Dalam pertemuan itu, kedua belah pihak membahas potensi penerapan manajemen air pintar (smart water management). Fokus utamanya meliputi pemanfaatan Internet of Things (IoT) dan kecerdasan buatan (AI), peningkatan efisiensi distribusi air, serta upaya pengendalian kehilangan air atau non-revenue water (NRW).
Pengalaman Shenzhen dalam mengelola infrastruktur perkotaan berbasis teknologi dinilai sangat relevan dengan agenda transformasi Jakarta.
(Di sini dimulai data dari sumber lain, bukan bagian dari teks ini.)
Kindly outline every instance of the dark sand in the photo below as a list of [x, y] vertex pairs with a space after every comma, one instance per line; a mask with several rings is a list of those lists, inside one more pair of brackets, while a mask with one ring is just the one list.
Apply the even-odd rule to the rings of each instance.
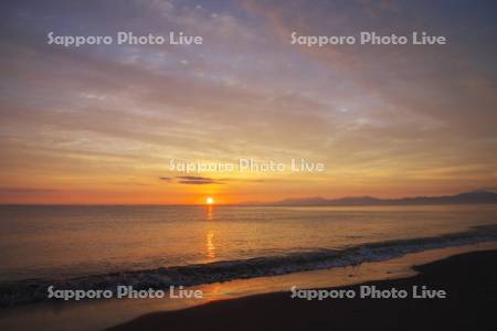
[[[290, 299], [289, 292], [210, 302], [142, 316], [109, 330], [497, 330], [497, 250], [415, 267], [379, 289], [444, 289], [447, 299]], [[346, 289], [358, 289], [347, 286]]]

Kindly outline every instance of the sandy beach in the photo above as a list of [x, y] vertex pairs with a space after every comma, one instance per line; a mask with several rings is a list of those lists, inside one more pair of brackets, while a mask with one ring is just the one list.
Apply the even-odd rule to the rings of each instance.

Kota ini tengah bergeser menuju kawasan urban yang semakin digital, tangguh, dan berkelanjutan.
Inisiasi kerja sama ini merupakan bagian dari rangkaian agenda Pemprov DKI Jakarta di China, yang beriringan dengan keikutsertaan Indonesia dalam ajang China International Small and Medium Enterprises Fair (CISMEF) 2026 di Guangzhou.
CISMEF sendiri menjadi platform pertemuan penting bagi pemerintah, pelaku usaha, investor, dan mitra ekonomi dari kawasan Asia-Pasifik. Ajang ini sekaligus menjadi bagian dari rangkaian menuju Konferensi Tingkat Tinggi Pemimpin Ekonomi APEC (APEC Economic Leaders' Meeting) di Shenzhen pada 18–19 November 2026.
Bagi Jakarta, momentum CISMEF dan APEC dimanfaatkan secara ganda. Selain untuk memperluas akses pasar bagi pelaku UMKM lokal, agenda ini juga membuka jejaring kerja sama strategis di sektor infrastruktur dan teknologi perkotaan modern. (Antara)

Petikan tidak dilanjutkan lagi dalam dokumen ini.